CORDIS - Wyniki badań wspieranych przez UE
CORDIS

Enhancing Research Impact on Mitigation and Adaptation to Climate Change

Final Report Summary - ERIMACC (Enhancing Research Impact on Mitigation and Adaptation to Climate Change)

The ERIMACC research aimed to better understand how to enhance the societal impact of research in the field of climate change governance through action research with researchers who produce knowledge for climate change governance (CCG researchers). This required:

1. developing a better understanding of research impact mechanisms through trial and error with CCG researchers;
2. testing impact methods with CCG researchers;
3. evaluating and consolidating the knowledge about research impact with CCG researchers and the wider community.

These aims were in majority achieved. I was able to work closely with CCG researchers at the host organisation (the Sustainability Research Institute at the University of Leeds) who were producing CCG knowledge for policy making through the regional Centre for Low Carbon Futures and the national Centre for Climate Change Economics and Policy. I discussed with CCG researchers and stakeholders the design and implementation of impact activities such as conferences. I regularly evaluated the choices and challenges in the research co-production processes (in which researchers interacted closely with policy makers and other stakeholders to steer the research process) with the CCG researchers in order to make lessons learnt explicit. I also studied in detail how the product of one project, the economics of low carbon cities for the Leeds city region, was received by the local authorities in the region.

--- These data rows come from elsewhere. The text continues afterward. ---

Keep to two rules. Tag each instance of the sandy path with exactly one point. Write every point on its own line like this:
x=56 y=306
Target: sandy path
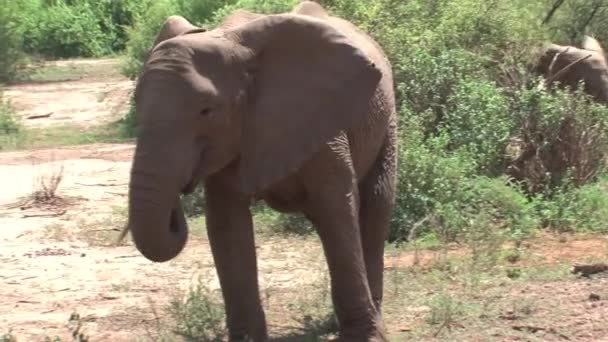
x=92 y=100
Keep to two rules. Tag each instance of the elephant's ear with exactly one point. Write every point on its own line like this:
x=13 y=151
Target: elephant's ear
x=174 y=26
x=310 y=83
x=592 y=44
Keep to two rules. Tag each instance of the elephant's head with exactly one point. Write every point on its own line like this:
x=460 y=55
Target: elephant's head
x=262 y=94
x=570 y=65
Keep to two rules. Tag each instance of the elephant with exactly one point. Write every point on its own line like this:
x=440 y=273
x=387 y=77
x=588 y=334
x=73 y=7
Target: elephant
x=296 y=109
x=570 y=65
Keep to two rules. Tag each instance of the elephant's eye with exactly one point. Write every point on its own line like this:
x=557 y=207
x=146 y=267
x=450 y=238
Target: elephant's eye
x=205 y=112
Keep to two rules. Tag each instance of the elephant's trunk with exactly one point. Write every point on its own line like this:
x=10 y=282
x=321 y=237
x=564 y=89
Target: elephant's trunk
x=156 y=219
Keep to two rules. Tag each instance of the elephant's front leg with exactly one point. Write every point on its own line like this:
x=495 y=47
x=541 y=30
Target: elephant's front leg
x=336 y=216
x=230 y=231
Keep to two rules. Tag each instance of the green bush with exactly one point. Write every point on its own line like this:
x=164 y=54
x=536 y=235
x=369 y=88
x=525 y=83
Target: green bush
x=561 y=137
x=471 y=114
x=573 y=209
x=10 y=128
x=428 y=175
x=478 y=119
x=76 y=28
x=199 y=316
x=10 y=40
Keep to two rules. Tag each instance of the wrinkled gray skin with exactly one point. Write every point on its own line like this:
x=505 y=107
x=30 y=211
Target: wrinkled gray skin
x=296 y=109
x=592 y=70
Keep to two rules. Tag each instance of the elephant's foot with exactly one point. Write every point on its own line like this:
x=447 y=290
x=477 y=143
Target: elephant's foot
x=376 y=334
x=379 y=337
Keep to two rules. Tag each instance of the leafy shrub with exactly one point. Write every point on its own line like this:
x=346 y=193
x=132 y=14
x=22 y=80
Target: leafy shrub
x=199 y=316
x=8 y=122
x=577 y=209
x=142 y=34
x=10 y=40
x=10 y=128
x=65 y=31
x=466 y=105
x=428 y=175
x=561 y=137
x=478 y=119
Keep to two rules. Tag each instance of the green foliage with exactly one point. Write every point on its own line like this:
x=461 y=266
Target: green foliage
x=561 y=137
x=10 y=40
x=577 y=209
x=199 y=316
x=75 y=28
x=478 y=119
x=8 y=123
x=469 y=109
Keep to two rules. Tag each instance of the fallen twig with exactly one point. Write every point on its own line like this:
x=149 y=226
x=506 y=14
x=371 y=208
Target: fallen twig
x=102 y=184
x=589 y=269
x=57 y=214
x=534 y=329
x=39 y=116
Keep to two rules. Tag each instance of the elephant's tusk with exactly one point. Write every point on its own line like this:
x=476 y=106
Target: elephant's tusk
x=122 y=235
x=564 y=69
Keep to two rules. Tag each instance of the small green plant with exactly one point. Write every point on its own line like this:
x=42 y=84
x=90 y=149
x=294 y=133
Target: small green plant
x=313 y=311
x=445 y=311
x=572 y=209
x=8 y=122
x=76 y=328
x=198 y=316
x=8 y=337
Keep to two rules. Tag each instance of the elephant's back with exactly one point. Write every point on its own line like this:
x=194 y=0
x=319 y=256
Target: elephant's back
x=366 y=139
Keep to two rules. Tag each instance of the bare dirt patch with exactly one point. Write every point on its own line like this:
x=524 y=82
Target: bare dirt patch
x=57 y=262
x=92 y=96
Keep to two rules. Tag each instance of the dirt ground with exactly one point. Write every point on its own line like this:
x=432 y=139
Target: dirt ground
x=60 y=257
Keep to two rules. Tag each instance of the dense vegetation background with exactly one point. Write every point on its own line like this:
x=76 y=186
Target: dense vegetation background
x=469 y=105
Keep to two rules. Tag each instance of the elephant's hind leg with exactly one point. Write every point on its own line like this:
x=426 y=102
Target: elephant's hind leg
x=377 y=198
x=334 y=210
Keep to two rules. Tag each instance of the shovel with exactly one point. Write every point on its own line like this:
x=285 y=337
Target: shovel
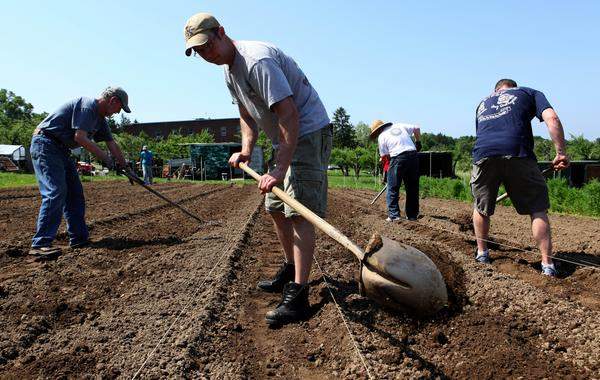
x=379 y=194
x=392 y=274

However, while I helped to design and implement many research impact activities, it was not possible to maximise the learning from these activities together with the CCG researchers. The action learning method I selected in the ERIMACC proposal, learning histories, assumes active participation of the project participants in formulating the lessons learnt and the production of an accessible record of this learning, which maximizes the embedding of research findings in the target audience. This method requires considerable time effort on the part of the participants, i.e. the CGG researchers. I found that even a brief evaluation was often difficult due to time pressures on CCG researchers. In general there is more and more pressure on academics to deliver research results, do teaching and supervision of students, participate in academic management, and acquire research funding. This leaves no 'spare' time to experiment with and reflect on new approaches to 'deliver' research impact. I believe this is the main reason why I was not able to implement the Learning Histories method.

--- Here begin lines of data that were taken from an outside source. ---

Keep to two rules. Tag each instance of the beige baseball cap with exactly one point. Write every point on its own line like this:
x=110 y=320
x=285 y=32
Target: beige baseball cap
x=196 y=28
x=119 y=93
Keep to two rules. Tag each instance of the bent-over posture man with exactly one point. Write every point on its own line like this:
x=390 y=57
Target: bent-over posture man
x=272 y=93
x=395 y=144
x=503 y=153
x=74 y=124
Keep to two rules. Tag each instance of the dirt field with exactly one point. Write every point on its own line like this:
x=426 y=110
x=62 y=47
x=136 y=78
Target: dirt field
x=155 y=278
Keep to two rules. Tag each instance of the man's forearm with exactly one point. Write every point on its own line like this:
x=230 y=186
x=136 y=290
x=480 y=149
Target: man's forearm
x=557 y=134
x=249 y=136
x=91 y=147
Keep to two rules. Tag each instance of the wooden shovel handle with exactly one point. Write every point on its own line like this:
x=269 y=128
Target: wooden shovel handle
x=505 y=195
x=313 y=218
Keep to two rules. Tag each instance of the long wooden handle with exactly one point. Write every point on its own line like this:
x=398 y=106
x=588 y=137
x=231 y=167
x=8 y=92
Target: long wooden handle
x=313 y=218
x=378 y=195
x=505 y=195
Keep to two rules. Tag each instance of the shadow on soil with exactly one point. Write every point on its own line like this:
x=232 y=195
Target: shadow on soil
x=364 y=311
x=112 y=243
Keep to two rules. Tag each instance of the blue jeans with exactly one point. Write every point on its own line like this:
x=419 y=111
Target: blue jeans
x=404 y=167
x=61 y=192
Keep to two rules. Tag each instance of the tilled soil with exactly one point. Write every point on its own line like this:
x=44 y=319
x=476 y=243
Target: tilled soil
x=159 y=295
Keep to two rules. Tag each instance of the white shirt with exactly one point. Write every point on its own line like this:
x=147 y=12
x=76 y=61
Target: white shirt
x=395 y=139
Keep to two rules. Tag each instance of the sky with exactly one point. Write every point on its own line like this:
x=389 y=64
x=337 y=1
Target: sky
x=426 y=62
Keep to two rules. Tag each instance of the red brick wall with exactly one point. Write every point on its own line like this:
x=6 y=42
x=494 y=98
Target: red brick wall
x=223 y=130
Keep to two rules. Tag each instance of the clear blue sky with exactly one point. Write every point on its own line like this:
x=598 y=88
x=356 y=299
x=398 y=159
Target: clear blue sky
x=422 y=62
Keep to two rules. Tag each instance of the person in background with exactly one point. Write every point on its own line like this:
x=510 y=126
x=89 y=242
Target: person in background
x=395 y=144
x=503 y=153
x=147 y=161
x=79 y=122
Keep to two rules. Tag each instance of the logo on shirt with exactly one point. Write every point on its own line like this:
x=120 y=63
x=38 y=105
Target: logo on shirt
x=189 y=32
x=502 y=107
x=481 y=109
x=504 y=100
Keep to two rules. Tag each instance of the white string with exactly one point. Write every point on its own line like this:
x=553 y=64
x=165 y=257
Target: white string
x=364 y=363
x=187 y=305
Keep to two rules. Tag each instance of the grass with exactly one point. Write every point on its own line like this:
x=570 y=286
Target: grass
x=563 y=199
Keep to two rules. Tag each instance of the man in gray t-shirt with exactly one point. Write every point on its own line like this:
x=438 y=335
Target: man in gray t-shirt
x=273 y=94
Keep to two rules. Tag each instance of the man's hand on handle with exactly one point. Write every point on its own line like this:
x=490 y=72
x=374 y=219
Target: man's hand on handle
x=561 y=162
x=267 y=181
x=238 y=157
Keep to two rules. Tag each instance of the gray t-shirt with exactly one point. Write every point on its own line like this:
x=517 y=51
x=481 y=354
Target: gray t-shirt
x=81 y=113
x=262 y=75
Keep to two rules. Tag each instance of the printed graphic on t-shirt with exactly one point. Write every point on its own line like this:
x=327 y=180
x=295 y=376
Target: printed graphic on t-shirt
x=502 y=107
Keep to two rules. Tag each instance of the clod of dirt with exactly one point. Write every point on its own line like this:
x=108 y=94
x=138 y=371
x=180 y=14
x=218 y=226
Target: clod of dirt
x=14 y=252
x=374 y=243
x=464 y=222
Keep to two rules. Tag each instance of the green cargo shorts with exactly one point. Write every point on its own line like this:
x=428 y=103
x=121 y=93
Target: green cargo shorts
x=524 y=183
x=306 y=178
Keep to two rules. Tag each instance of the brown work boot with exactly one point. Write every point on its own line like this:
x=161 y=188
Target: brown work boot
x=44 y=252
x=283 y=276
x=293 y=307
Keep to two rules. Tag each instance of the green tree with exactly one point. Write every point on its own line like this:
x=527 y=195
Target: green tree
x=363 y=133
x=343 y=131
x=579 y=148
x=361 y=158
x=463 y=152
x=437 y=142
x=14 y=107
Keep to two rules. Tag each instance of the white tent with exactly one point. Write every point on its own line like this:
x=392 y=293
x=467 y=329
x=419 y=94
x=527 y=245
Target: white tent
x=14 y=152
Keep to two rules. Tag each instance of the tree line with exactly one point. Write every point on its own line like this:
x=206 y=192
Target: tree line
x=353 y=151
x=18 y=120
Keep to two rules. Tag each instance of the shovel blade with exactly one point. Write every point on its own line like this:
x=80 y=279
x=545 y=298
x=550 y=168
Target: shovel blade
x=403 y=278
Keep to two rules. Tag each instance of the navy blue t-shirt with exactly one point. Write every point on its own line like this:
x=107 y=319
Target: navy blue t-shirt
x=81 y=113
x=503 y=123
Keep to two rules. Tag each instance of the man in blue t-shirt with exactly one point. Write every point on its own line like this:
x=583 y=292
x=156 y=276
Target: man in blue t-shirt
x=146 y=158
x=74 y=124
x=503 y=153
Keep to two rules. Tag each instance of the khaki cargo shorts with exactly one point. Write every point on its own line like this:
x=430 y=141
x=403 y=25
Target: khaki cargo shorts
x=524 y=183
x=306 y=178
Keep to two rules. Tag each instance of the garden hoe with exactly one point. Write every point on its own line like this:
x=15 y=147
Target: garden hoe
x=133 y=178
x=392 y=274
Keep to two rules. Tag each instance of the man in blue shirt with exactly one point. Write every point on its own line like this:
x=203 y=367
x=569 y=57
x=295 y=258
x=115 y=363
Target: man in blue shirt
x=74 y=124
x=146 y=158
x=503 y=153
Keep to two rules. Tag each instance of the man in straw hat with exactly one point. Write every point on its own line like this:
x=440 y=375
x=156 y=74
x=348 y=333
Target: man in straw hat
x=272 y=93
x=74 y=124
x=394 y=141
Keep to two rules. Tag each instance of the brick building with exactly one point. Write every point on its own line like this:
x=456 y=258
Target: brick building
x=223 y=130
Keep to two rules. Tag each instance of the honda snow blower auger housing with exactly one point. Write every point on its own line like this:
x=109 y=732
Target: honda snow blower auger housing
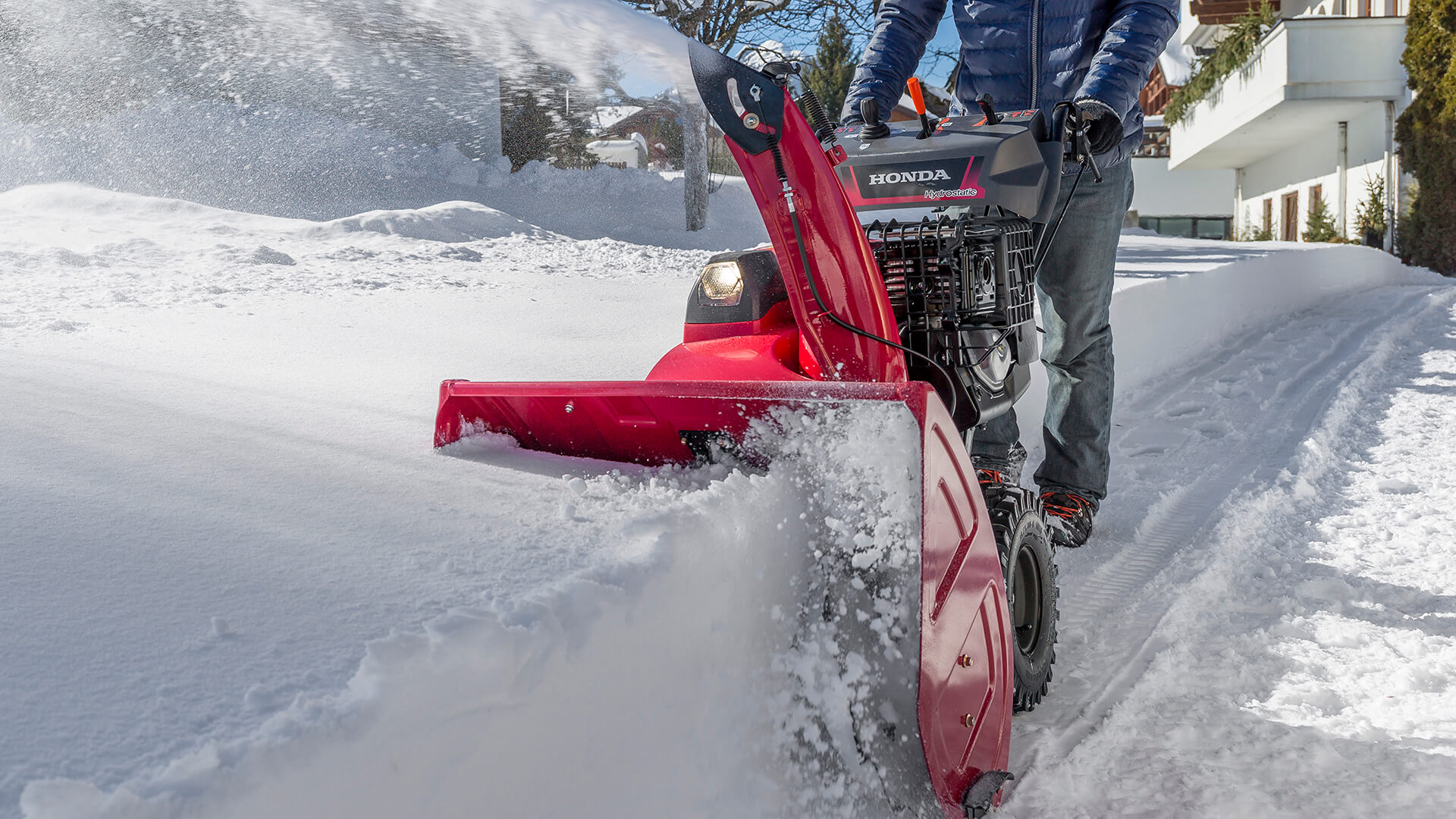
x=932 y=312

Less easy to assess is the extent to which traditional views on delivering impact were a barrier to implementing this action research. If research impact is considered an add-on activity to be executed after completing the research, as is still the dominant view, then there would be no need to engage with stakeholders in intermediary steps. Equally, if scientific results are considered useful for policy contexts without a need for translation, then there would be no need to engage with stakeholders during the research process. In my discussions about impact activities, I did find such tensions between scientific criteria and dissemination or stakeholder requirements. For example, the questions to stakeholders in defining choice preferences for a low carbon pathway planner was to such an extent restricted by the experimental design criteria set by micro-economics standards that I felt it would not reflect their true opinions.

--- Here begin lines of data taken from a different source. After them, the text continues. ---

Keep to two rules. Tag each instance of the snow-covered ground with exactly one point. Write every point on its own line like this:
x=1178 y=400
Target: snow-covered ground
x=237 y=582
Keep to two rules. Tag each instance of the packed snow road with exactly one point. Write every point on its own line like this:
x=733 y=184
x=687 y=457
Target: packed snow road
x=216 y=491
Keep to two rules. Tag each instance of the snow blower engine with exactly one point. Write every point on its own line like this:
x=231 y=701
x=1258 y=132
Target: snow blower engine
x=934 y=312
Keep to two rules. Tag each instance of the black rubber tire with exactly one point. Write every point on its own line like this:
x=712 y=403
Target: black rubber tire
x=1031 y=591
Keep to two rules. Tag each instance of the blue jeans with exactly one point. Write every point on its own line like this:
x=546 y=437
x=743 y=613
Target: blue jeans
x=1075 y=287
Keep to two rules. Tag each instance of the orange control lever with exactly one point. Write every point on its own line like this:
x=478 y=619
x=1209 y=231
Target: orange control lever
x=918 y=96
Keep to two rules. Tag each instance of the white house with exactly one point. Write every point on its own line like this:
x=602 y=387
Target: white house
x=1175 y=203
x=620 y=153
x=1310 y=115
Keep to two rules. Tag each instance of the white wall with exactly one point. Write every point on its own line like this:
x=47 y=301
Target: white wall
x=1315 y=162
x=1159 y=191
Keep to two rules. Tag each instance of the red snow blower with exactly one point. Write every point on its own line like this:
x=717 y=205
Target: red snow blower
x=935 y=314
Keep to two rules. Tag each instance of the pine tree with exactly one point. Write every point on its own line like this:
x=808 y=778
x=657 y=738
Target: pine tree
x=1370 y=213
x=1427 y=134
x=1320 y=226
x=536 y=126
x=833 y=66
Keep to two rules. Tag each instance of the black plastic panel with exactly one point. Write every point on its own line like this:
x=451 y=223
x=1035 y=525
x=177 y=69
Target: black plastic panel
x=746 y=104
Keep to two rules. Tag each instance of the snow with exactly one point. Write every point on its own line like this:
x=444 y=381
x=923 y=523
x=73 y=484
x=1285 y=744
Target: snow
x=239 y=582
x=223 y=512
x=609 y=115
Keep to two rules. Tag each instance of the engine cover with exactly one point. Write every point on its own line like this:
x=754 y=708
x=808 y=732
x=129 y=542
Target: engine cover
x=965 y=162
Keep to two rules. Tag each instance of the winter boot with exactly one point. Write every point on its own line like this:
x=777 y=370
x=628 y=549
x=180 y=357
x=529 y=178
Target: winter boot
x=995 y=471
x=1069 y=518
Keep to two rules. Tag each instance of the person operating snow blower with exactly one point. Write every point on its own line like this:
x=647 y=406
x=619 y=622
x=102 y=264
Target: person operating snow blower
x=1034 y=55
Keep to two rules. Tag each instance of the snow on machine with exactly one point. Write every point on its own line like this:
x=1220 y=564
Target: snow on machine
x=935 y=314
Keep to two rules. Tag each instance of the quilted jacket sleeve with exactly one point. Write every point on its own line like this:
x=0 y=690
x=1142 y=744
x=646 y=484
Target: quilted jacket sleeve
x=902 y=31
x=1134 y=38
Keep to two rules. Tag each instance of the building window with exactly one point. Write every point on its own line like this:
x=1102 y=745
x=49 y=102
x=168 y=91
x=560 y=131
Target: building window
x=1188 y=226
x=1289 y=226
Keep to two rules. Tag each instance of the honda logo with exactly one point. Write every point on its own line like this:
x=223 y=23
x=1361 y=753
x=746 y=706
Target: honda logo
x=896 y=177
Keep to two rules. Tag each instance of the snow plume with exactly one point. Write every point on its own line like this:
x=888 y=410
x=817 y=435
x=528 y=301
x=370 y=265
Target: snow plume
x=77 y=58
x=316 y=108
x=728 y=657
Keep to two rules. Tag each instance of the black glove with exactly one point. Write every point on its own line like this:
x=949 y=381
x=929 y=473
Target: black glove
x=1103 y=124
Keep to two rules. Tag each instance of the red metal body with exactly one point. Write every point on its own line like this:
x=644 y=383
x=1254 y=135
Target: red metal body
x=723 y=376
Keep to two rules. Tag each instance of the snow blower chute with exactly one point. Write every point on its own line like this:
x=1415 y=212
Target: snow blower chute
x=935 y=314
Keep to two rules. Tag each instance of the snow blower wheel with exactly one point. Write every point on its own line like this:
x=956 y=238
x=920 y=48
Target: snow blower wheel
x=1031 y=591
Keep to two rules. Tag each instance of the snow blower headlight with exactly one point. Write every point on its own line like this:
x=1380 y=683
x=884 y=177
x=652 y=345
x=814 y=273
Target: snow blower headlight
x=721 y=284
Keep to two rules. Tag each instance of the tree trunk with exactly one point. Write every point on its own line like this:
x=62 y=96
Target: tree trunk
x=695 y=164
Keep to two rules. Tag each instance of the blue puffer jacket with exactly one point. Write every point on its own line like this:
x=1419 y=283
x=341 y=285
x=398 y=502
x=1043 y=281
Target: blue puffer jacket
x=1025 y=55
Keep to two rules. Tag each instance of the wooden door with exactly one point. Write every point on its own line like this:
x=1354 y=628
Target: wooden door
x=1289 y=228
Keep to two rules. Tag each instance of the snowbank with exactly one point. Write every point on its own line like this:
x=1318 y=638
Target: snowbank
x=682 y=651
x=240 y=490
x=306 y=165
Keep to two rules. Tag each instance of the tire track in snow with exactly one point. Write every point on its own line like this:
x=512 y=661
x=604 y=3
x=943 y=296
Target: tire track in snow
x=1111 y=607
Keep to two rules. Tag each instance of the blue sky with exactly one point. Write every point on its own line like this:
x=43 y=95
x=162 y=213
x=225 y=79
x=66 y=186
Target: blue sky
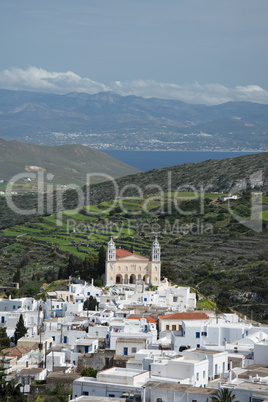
x=206 y=51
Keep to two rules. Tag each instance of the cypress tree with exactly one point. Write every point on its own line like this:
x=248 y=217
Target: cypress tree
x=20 y=329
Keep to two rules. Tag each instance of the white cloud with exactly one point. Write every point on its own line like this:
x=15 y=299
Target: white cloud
x=37 y=79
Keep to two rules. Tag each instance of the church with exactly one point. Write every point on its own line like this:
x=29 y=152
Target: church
x=123 y=267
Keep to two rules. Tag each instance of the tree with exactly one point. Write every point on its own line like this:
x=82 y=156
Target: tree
x=102 y=260
x=90 y=303
x=20 y=329
x=9 y=389
x=16 y=276
x=224 y=395
x=4 y=339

Since it was not possible to implement fully the learning cycle explained above to study micro-processes of research impact, I decided to spend the remainder of my time focussing on macro-aspects of research impacts: stakeholder engagement, science-policy arrangements and interactions, research use in policy. This research made best use of emerging opportunities for collaboration and built onto my existing expertise, as evidenced by previously published papers. I was able to use these possibilities because ERIMACC provided the funding for conference attendance, study visits and meetings, and the employment of research assistants. Maintaining and expanding this network has proven crucial for finding employment post-ERIMACC.